The Furnace of Affliction: A Home Inspection Insurance Claim
By Stephanie Jaynes
The following is a real home inspector errors and omissions insurance claim from our archives. In order to protect the insured’s identity, all identifiable characteristics—including names, associations, and locations—have been omitted or removed.
Nearly two years after the original inspection date, Marty Shaw received a call from a home inspection client. The client, Ralph Gyles, had called the gas company to service their propane tank. During the service, the gas company informed Gyles that the propane furnace’s location wasn’t up to code. Since the furnace was in the crawlspace, Gyles said, the furnace posed both a health risk and a fire hazard. According to the estimate Gyles had received from local HVAC contractors, the repair could cost $10,000.
Immediately upon hanging up with the client, Shaw called us to report the incident. He also received guidance through his policy’s no-cost pre-claims assistance program. (Note that the insured’s policy defines a claim as any demand for money or insurance information. Since Gyles had not yet demanded that Shaw pay for the repair nor asked for Shaw’s insurance information, InspectorPro considered the complaint an incident rather than a claim. However, do keep in mind that every insurance company is unique and definitions can vary. So be sure to read a copy of your policy to be sure of how your company defines a claim.)
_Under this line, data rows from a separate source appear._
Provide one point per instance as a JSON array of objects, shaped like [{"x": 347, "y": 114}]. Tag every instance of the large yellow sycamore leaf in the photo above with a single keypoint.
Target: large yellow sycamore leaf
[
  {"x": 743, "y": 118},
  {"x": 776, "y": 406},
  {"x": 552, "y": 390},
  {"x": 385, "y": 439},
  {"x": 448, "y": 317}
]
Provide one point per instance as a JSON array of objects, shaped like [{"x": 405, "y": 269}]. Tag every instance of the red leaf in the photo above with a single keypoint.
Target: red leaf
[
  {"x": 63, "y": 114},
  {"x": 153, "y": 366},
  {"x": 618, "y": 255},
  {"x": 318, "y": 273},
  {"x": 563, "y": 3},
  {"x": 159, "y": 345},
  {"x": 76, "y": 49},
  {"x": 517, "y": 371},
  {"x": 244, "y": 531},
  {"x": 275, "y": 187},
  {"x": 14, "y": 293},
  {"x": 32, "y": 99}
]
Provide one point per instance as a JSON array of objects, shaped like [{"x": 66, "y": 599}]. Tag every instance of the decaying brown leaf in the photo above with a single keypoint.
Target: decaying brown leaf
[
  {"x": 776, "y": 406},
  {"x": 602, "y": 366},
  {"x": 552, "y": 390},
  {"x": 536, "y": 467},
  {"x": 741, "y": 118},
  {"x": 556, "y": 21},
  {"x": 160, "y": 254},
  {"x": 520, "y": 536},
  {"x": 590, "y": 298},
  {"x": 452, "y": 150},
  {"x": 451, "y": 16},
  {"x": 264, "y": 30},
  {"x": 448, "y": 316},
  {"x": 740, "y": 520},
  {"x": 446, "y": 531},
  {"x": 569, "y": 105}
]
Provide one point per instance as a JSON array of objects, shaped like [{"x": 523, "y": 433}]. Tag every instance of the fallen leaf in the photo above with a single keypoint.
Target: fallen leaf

After sending over copies of his pre-inspection agreement and report, Shaw talked to Shmeul Steinberg, his pre-claims agent at Capital Claims Management, LLC (CCM). (CCM provides InspectorPro insureds most of their pre-claims assistance and claims handling services.)
Together, Steinberg and Shaw discussed the complaint and how best to proceed. Since Gyles was upset and already discussing repair costs, Shaw and Steinberg decided that a formal, written response would be best.
Armed with Shaw’s inspection documents, Steinberg drafted a letter denying Shaw’s liability. In the letter, Steinberg defined a home inspection and its limitations. He explained and evidenced that both the Standards of Practice and Shaw’s pre-inspection agreement exclude code compliance. In addition to these technical defenses, the letter noted that the previous home owners had had the gas company service the same propane tank for many years without any issues. Upon completion, Shaw sent the letter to Gyles.
Although InspectorPro’s pre-claims assistance program defeats 85% of complaints before they turn into claims, some unhappy clients don’t back down easily. Gyles refused to accept Shaw’s denial of liability. Instead, he filed a lawsuit demanding over $10,000 in repairs and over $5,000 in interest and legal fees.
With a written demand for money, Shaw’s incident escalated to a claim. Steinberg remained Shaw’s adjuster and assisted Shaw in responding to the lawsuit.
The court scheduled the trial to allow 15 minutes per side. In that brief 30 minutes, the court dismissed the allegations. It was a total judgement in favor of the home inspector: No settlement or payout to the claimant. Nor was the home inspector responsible for the claimant’s legal fees. The claim closed at $0 and the inspector didn’t pay a thing—not even a deductible.
“We had a defensible claim,” Steinberg said. “[The claimant] refused to go away. They just kept repeating the same thing. But ultimately, the court told them, ‘No, go away.'”
Steinberg would discourage a home inspector from attempting to resolve a claim without the insurance company’s help. Not only could the attempt jeopardize insurance coverage, but it could also lead to less positive results.
“Capital Claims’ early efforts at investigating the claim and gathering the necessary information to defend the claim, along with our hands-on assistance of the home inspector, paid dividends at the end. By the time the claimant presented their allegations to the judge at the [hearing], [we were] well prepared to defend against those allegations,” Steinberg said.